张居正偏过头去,看了一眼奏折上发来的地方与官员职位姓名,“福建?漳州府海澄县知县,李澹……”
看到这里,张居正不禁狐疑地看了眼王篆,颇戏谑道:
“呵呵,还以为汝文来是什么事儿呢,原来就是这点小事,不碍事,咱们的关系还用说那么多吗,你且说说看他是想去什么位置,是想去南京还是想进盐道?”
王篆瞬间就知道张居正会错了意,急道:“叔大,你可是误会了,他可不是我的亲族。”
“对对对,不是你亲族,是我亲族,谁让咱们都是荆州出来的呢,你的小舅子也算是我……七姑八嫂的儿子的叔叔的外甥吧。”
“张江陵,你再这样我可要翻脸了!”
玩笑话儿说到这,见老友急眼了,张居正才偏头收敛笑意,随即开口问道:“真不是你亲族?”
“真不是,真要是我亲族,我也不能把他往福建那种鸟不拉屎的地方放啊。”
张居正点头,觉得言之有理,随即一捋长髯,开始认真端详起了那封奏折,眼睛停留在李澹的名字上。
细想片刻,发现自己曾经好似在哪里见过这个名字。
“噢……是了,师相的信里曾经提到过他,此人居然还算是我的一个师弟。”
“师弟?”王篆挠了挠头,他可不知道此中细节。
“不错,他是师相收的关门弟子,明明是招安倭寇出身,却能打动师相,倒是有些本事。
信中师相倒是夸了他几句,说他‘天赋惊世绝艳’,呵呵,师相真是老了,做事变得一惊一乍。”

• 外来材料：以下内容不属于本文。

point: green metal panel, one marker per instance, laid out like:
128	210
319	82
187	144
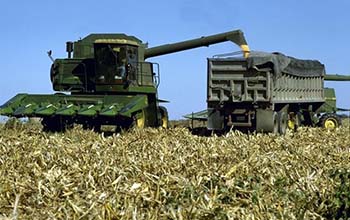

王篆观察了片刻张居正的表情,当他说到“天赋惊世绝艳”这六字的时候,很明显是有些嫉妒与不屑。
作为张居正的同乡加多年老友加政治盟友,王篆可是太了解眼前这人的性格了,开明又迂腐、大度又小气,可以说张居正里里外外都是一个非常矛盾的人。